The choice of whether or not we will win is not up to me. It is up to you.
this is a lyrical and challenging heartfull of writing, to support us all as we try to hold Mother Earth too
(I would add Howard Zinn to my list of subscriptions.....)
I want to share a comment that was sent to me by email from a reader named David, and my response:
David:
"Thanks so much for your heartfelt post. I resonate.
I want to query one your statements: "Still, it is incontrovertible that change inside individual human beings is a prerequisite for action"
In my experience, virtually all of it in equatorial regions in India and Africa, action comes first. Sure, external events might push people into action, and they recognize the need for change. But change happens when people - TOGETHER, never as individuals - are moved to action.
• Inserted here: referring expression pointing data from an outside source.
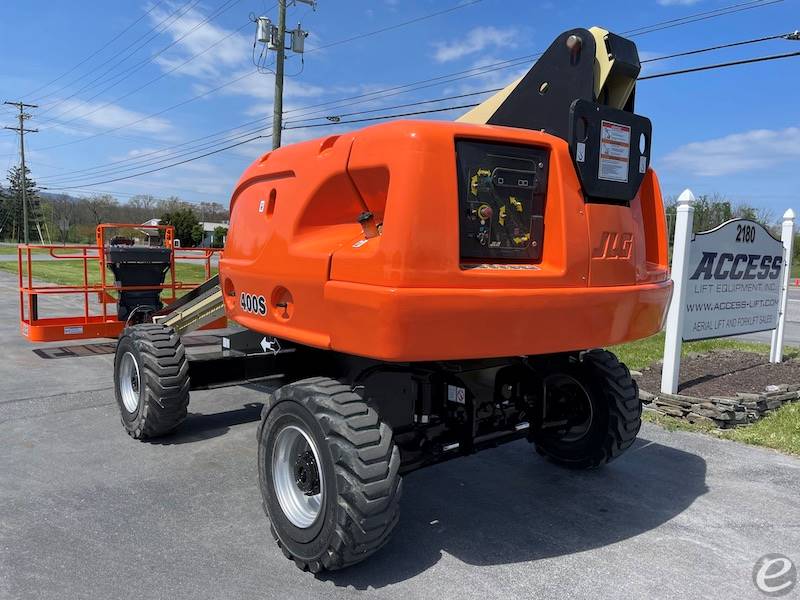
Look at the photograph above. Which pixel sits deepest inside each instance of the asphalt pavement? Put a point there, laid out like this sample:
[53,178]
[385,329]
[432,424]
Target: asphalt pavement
[87,512]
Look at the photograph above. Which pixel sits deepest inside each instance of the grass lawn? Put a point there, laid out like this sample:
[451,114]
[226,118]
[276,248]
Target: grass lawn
[642,353]
[70,272]
[779,430]
[4,249]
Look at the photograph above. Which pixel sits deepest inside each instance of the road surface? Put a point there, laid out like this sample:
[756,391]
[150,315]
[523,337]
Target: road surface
[87,512]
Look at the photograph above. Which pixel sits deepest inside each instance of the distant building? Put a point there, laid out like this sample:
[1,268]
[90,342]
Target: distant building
[208,232]
[152,237]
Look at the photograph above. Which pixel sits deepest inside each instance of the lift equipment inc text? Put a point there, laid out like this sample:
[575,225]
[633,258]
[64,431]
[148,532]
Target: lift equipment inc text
[733,285]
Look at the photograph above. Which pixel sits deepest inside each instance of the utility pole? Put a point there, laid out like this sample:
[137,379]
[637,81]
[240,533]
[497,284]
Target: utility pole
[277,109]
[275,38]
[22,131]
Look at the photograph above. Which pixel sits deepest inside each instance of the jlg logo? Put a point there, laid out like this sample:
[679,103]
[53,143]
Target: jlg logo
[614,245]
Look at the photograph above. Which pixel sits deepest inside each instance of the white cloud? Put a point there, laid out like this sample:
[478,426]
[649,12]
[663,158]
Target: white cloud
[102,116]
[475,40]
[229,47]
[749,151]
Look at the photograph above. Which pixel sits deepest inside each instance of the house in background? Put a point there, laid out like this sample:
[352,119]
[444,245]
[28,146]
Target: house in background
[152,237]
[208,232]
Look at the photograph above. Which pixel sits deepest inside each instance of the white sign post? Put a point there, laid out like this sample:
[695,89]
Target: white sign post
[727,282]
[684,220]
[787,238]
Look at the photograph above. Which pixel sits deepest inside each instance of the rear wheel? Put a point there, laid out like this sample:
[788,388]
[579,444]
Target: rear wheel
[151,380]
[329,474]
[591,412]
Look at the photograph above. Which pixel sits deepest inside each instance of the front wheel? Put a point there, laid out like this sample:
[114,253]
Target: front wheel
[329,474]
[591,412]
[151,380]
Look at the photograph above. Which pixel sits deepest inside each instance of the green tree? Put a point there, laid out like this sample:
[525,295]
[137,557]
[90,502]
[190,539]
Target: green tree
[219,237]
[11,215]
[184,221]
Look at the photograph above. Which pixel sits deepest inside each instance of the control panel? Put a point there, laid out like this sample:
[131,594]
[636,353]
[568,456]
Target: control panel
[502,190]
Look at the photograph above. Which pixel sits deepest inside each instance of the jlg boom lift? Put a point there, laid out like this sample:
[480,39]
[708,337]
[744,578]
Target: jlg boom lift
[421,290]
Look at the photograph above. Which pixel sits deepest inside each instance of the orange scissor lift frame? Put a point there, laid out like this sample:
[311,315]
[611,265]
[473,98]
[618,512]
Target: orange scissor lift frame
[87,324]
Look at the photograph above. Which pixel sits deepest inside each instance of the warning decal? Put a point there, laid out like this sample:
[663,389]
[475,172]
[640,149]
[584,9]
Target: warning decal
[615,151]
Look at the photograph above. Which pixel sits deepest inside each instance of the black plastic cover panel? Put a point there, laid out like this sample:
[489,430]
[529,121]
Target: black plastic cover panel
[610,149]
[502,190]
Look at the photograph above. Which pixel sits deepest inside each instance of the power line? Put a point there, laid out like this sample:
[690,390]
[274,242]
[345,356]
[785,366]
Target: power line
[215,89]
[152,81]
[380,94]
[96,52]
[416,113]
[784,36]
[170,165]
[733,63]
[186,6]
[361,36]
[702,16]
[160,154]
[115,80]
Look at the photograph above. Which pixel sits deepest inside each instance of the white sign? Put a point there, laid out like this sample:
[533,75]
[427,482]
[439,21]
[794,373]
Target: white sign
[733,281]
[615,151]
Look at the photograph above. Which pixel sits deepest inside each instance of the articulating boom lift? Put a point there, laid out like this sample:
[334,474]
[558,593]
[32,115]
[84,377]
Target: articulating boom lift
[420,290]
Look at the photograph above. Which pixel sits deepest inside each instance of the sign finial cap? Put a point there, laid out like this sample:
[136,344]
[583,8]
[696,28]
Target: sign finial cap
[686,197]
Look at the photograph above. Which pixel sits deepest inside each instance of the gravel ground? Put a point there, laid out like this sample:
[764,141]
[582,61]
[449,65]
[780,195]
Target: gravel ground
[723,373]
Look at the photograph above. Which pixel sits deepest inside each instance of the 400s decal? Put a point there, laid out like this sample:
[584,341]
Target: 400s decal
[253,304]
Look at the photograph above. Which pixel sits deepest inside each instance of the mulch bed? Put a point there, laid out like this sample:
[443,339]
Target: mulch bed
[723,388]
[725,373]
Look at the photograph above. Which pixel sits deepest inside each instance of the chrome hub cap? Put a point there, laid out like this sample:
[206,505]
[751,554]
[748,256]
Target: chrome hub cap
[129,382]
[297,477]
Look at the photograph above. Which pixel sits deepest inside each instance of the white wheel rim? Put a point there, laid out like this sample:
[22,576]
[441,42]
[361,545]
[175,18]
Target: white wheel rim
[297,479]
[129,382]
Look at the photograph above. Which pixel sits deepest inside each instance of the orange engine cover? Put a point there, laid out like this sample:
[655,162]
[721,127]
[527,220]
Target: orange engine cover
[299,266]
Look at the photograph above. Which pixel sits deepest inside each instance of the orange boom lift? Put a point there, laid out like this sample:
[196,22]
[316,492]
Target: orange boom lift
[417,291]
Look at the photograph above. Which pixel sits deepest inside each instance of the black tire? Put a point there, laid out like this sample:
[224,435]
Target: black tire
[162,394]
[616,414]
[359,470]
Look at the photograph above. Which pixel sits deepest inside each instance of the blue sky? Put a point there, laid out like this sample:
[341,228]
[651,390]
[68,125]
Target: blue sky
[735,131]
I like the Old Testament statement of what the Israelites said when they were supposedly to receive the Ten Commandments: "We will do, and we will hear." In that order. One doesn't understand the dimensionality of change unless and until one acts. And any spiritual change that happens before that, in my opinion, may simply be false consciousness.
Thank you for doing both!"
My response:
Thanks for the message. I agree, that action comes first, at least as far as the external perspective, but I don't think that action happens without an internal process already having begun. I think the externally-visible state of the mind is a lagging indicator of transformation. Another way of saying this is that often, we begin a transformation in the world before it fully unfolds inside of us. Our soul is seeking another way.
I've always loved with quote: "I prayed [for freedom from slavery] for twenty years but received no answer until I prayed with my legs." - Frederick Douglass
I love it because it points towards a marriage of thought and action, prayer and decisiveness, that in my view is more potent than either alone.